7.2. En outre, l'argument de l'intimée que même la ménagère sait que les micro-ondes permettent de cuire rapidement des quantités limitées de produit et que l'homme du métier sait que les micro-ondes assurent une "pénétration de la chaleur" extrêmement rapide n'est pas convaincant puisque la requérante a montré par un essai comparatif dont la crédibilité n'a pas été mise en cause que les micro-ondes ont seulement pour effet d'accélérer le chauffage de la quantité d'eau présente dans un produit alimentaire et n'influence d'aucune façon le processus d'hydratation précédent la cuisson, ni le temps de cuisson total du produit traité. De plus, la Chambre ne dispose d'aucune information permettant de mettre en question l'analogie faite par la requérante entre le processus d'hydratation bien connu et la complexation de l'amylose par l'émulsifiant (mentionnée explicitement dans le brevet attaqué). Dans ces conditions, il n'existe aucune raison de penser que l'homme du métier aurait envisagé d'utiliser la technique de chauffage par micro- ondes afin de résoudre le problème qu'il s'est posé (voir décision T 2/83, JO OEB 1984, 265, en particulier point 7 des motifs).
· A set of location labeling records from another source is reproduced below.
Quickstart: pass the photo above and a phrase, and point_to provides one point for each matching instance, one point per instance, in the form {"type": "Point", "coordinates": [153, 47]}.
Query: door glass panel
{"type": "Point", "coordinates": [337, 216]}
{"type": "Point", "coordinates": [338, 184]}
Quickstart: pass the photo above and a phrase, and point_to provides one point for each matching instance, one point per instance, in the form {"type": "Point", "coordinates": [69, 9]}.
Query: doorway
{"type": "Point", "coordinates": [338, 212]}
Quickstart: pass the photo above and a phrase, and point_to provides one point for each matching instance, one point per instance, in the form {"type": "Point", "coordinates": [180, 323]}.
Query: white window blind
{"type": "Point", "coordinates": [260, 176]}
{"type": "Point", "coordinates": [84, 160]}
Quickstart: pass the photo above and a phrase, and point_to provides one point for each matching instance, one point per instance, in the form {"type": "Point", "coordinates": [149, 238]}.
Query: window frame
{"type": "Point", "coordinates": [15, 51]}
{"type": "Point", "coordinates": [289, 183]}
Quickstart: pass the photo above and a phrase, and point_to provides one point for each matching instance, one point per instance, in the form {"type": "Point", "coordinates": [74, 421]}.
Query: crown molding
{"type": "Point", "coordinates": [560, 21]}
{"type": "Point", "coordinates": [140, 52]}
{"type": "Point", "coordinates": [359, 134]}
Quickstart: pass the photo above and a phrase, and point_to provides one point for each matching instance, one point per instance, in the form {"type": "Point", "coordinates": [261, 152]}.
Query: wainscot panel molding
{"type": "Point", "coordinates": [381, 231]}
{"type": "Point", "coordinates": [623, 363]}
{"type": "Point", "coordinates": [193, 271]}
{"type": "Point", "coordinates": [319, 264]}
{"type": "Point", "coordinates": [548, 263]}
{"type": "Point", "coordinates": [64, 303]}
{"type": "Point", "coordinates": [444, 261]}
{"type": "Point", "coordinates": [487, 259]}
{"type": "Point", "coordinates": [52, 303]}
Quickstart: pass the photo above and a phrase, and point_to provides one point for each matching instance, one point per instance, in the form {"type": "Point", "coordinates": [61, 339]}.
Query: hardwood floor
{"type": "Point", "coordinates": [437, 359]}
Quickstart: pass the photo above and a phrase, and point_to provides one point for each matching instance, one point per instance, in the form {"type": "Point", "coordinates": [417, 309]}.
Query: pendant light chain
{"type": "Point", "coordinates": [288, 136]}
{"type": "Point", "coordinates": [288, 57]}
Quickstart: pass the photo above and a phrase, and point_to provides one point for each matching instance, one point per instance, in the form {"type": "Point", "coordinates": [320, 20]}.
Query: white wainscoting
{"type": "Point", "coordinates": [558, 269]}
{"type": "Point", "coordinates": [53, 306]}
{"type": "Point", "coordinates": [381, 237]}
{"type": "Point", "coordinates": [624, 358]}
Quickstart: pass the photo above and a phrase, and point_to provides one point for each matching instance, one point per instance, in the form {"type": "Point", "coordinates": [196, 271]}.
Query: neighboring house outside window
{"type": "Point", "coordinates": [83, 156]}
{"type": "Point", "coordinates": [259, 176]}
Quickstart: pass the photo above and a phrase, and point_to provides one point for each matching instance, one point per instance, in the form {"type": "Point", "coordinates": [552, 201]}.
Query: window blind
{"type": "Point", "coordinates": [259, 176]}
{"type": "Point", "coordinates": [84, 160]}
8. Pour les raisons ci-dessus, la Chambre est arrivée à la conclusion que le procédé revendiqué implique une activité inventive au sens de l'article 56 CBE.
DISPOSITIF
Par ces motifs, il est statué comme suit :
1. La décision attaquée est annulée.
2. L'affaire est renvoyée à la première instance afin de maintenir le brevet sous forme modifiée, dans la version suivante :
- revendications 1 à 4 reçues le 11 février 1992,
- description : colonnes 1 à 6 et 9 reçues le 28. juin 1991 et colonnes 7/8 reçues le 11. février 1992.